# Top knot/grooming question



## WeeGrace (Oct 22, 2012)

Ok I'm taking daisy to the groomers on the 22nd just to have the hair in her ears etc checked. I want to have her fax hair log enough for bow etc. when I tie it up at the moment she has a fringe. Do I cut this away or is it grown to form part of the top knot? Here is a pic to show you what I mean










Sent from my iPhone using Petguide.com Free App


----------



## AshleyAndSophiePup (Aug 24, 2012)

Sophie has that right now too. It's frustrating. I'd imagine its like the puppy version of bangs. So I'm just letting hers grow and from all the pictures of top knots I see, it looks like it's just suppose to grow out and become part of the top knot.
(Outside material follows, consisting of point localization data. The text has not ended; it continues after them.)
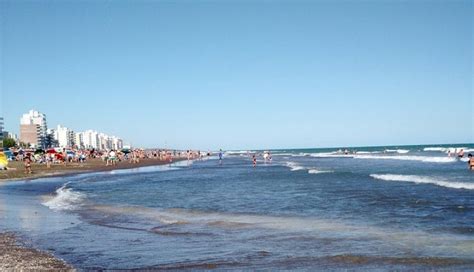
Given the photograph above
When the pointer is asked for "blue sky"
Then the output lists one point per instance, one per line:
(243, 74)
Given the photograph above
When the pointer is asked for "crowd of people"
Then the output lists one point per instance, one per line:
(63, 156)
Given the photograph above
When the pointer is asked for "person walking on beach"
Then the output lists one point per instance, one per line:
(220, 156)
(470, 162)
(27, 164)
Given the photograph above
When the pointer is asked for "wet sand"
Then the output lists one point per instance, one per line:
(17, 170)
(15, 257)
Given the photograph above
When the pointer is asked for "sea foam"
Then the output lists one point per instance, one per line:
(424, 180)
(65, 199)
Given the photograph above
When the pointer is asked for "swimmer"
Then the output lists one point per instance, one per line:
(471, 161)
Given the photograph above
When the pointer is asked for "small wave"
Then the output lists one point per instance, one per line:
(424, 180)
(331, 155)
(65, 199)
(317, 171)
(408, 158)
(447, 149)
(399, 151)
(294, 166)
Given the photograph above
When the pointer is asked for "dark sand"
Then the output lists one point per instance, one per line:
(17, 171)
(15, 257)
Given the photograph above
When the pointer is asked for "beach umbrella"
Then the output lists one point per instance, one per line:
(51, 151)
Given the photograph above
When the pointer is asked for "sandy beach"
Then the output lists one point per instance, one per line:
(17, 171)
(14, 257)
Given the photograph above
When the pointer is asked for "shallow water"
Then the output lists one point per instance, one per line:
(386, 207)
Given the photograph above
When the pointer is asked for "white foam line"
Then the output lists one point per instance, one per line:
(424, 180)
(408, 158)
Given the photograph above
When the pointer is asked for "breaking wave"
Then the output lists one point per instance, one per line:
(400, 151)
(409, 158)
(317, 171)
(424, 180)
(65, 199)
(294, 166)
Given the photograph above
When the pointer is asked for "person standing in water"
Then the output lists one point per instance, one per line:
(470, 162)
(220, 156)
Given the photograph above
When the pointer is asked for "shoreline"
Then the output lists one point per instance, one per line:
(14, 255)
(91, 166)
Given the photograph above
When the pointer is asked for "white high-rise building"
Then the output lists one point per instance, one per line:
(64, 136)
(91, 139)
(117, 143)
(1, 133)
(33, 128)
(79, 140)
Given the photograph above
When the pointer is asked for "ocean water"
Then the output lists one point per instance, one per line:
(408, 207)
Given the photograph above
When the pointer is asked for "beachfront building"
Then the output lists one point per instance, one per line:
(1, 133)
(64, 136)
(91, 139)
(117, 143)
(79, 140)
(104, 141)
(33, 129)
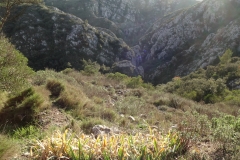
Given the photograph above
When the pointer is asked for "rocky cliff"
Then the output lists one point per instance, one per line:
(128, 19)
(190, 39)
(174, 45)
(50, 38)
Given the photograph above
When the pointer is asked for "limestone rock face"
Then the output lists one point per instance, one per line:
(50, 38)
(128, 19)
(125, 67)
(190, 39)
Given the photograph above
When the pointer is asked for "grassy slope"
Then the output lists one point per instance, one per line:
(88, 98)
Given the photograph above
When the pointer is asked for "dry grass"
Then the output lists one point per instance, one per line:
(153, 145)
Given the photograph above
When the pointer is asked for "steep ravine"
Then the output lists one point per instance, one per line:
(50, 38)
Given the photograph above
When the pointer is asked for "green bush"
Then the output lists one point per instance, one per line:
(13, 68)
(226, 130)
(22, 108)
(135, 82)
(118, 76)
(90, 68)
(55, 87)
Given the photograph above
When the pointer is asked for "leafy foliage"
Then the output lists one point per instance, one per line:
(13, 68)
(21, 108)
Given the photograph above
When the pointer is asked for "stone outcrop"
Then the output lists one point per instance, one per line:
(190, 39)
(50, 38)
(128, 19)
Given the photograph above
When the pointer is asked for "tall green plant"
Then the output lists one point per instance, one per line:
(13, 68)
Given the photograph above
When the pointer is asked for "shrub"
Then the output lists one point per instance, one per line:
(88, 124)
(118, 76)
(135, 82)
(26, 132)
(8, 147)
(21, 109)
(226, 131)
(13, 68)
(55, 87)
(90, 67)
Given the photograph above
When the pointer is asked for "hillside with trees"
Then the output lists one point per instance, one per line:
(86, 110)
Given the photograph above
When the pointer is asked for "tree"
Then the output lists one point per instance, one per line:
(14, 72)
(7, 5)
(226, 57)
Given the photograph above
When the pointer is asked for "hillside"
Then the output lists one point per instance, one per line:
(53, 113)
(50, 38)
(128, 19)
(62, 95)
(190, 39)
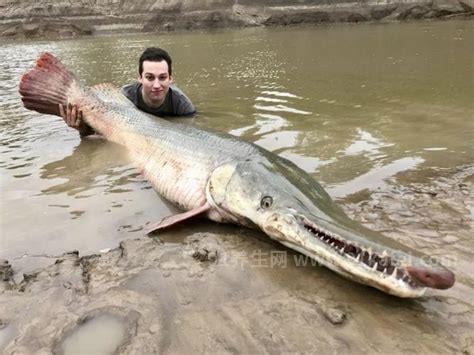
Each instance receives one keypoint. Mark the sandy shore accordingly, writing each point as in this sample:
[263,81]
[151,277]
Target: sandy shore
[68,19]
[188,290]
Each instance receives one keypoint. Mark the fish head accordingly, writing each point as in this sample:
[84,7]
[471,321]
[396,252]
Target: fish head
[291,207]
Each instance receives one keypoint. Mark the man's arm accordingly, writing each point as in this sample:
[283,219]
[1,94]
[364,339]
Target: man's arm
[73,118]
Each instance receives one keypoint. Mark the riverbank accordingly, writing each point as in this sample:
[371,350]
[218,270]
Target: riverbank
[191,290]
[47,19]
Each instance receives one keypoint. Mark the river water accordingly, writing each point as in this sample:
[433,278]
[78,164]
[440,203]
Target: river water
[359,107]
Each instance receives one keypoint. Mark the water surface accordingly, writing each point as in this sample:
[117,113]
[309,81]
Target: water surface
[356,106]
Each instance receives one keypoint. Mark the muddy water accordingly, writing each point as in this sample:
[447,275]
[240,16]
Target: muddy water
[381,115]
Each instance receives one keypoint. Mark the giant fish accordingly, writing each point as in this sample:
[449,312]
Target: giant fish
[228,180]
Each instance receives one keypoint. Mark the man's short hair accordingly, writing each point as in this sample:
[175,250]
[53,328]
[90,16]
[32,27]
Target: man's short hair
[154,54]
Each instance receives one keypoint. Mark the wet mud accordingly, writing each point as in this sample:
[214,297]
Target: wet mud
[202,288]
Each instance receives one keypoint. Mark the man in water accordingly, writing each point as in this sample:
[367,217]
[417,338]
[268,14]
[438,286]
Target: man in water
[153,93]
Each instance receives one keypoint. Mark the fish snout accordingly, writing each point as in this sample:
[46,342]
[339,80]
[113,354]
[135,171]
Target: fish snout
[434,278]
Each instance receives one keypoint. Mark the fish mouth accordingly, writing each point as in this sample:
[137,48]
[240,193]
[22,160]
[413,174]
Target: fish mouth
[389,270]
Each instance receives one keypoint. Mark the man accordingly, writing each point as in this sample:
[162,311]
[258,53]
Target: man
[153,93]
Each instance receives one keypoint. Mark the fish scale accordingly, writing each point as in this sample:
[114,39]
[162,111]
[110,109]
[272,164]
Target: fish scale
[230,180]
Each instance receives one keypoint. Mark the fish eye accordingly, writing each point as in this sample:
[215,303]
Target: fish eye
[266,201]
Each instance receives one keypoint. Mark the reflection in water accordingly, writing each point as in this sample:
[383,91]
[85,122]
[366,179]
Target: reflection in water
[265,123]
[402,101]
[375,178]
[365,144]
[100,335]
[93,163]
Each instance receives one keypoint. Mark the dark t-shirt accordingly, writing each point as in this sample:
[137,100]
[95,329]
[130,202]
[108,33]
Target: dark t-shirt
[176,102]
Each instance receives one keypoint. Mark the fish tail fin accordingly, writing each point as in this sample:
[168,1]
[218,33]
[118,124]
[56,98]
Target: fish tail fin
[46,85]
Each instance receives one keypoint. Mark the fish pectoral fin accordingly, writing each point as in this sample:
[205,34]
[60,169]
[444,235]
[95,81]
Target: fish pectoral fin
[170,221]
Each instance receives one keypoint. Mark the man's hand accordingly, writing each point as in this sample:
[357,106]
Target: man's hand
[73,118]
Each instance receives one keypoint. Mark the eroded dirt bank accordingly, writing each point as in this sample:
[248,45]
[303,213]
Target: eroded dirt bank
[235,291]
[65,19]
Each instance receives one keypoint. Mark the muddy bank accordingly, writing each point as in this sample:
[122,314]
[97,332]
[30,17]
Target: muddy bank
[235,291]
[47,19]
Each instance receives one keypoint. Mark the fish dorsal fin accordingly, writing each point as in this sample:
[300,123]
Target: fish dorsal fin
[111,94]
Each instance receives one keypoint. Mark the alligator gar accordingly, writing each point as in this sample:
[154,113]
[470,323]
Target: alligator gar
[226,179]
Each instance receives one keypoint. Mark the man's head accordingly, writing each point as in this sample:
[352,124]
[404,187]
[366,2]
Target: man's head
[155,75]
Sent from my iPhone using Petguide.com Free App


----------



## WeeGrace (Oct 22, 2012)

Lol that's what I call it but it always gets in her eyes and then when the bow comes out she looks like a punk rocker cause her hair is all stuck up lol!!! I recently got bangs so I tell daisy shes just copying me!!! Take it Sophie's hair is like Daisy's all over the place. So glad her tear staining is getting less darker her back teeth almost up. Hoping groomer will be able to do better face wash than me.


----------



## Furbabies mom (Jul 25, 2011)

If you plan to keep Darling Daisy in a top knot, don't cut the bangs!!! Don't allow the groomer to cut any hair around the eyes or on top.It is frustrating letting the hair grow out, but if you cut it, you have to trim it often. I!ve got three that are growing out, and they look messy now, but it!s getting better as their hair gets longer.


----------



## WeeGrace (Oct 22, 2012)

Thanks deborah that's what I was thinking when it's short on her face it always pokes her eyes and she scratches like mad she doesn't scratch her face as much when It's tied up so I figure was best to grow it. Don't know if I want her overall body hair to be long I quite like the puppy cut but not sure how that will work with Lin her on the face


----------



## ckanen2n (Jan 2, 2012)

You can try some hair gell to hold those baby hairs up and also try some of mini hair clips - one in the middle or one above aeach eye!


----------



## Grace'sMom (Feb 22, 2012)

I remember those days.... It was so annoying. My mother kept begging me to "trim" her bangs 

But be patient!

They will grow out 

If you cut them... it will take that much longer!


----------



## Zoe's Mom88 (Apr 25, 2011)

I agree....if you want to have a topknot then don't cut the hair around it. Those pieces that are sticking out (bangs) will grow but it take time. Daisy will look adorable no matter what but I wouldn't cut the hair on her head at all.


----------



## WeeGrace (Oct 22, 2012)

Aww thanks guys it's hard to know what to do I know she doesn't like the hair in her eyes hence the bows. Carol thanks for tip will get some hopefully help the hairs to stick together. Tori my parents are the same they want me to cut the hair but think will keep with it she looks so cute with her bow. I suppose it's like when we grow our hair long there is always the ackward in between stages. Her hair grows quickly so hopefully t won't take long!!


----------



## .13124 (Jun 1, 2012)

I let the groomers trim that "bangs" part and I regret it  Thankfully it's growing back nicely and not it stays in her top knot unless she scratches her head . The mini hair snap clips were a life saver when she was younger, I would use two of them and it kept the hair back on her head nicely 

These are the ones I used (and still do sometimes):
http://www.simplyhairaccessories.com/files/1921444/uploaded/IMG_1791.JPG

they're really TINY, it's cute. And they're really secure. 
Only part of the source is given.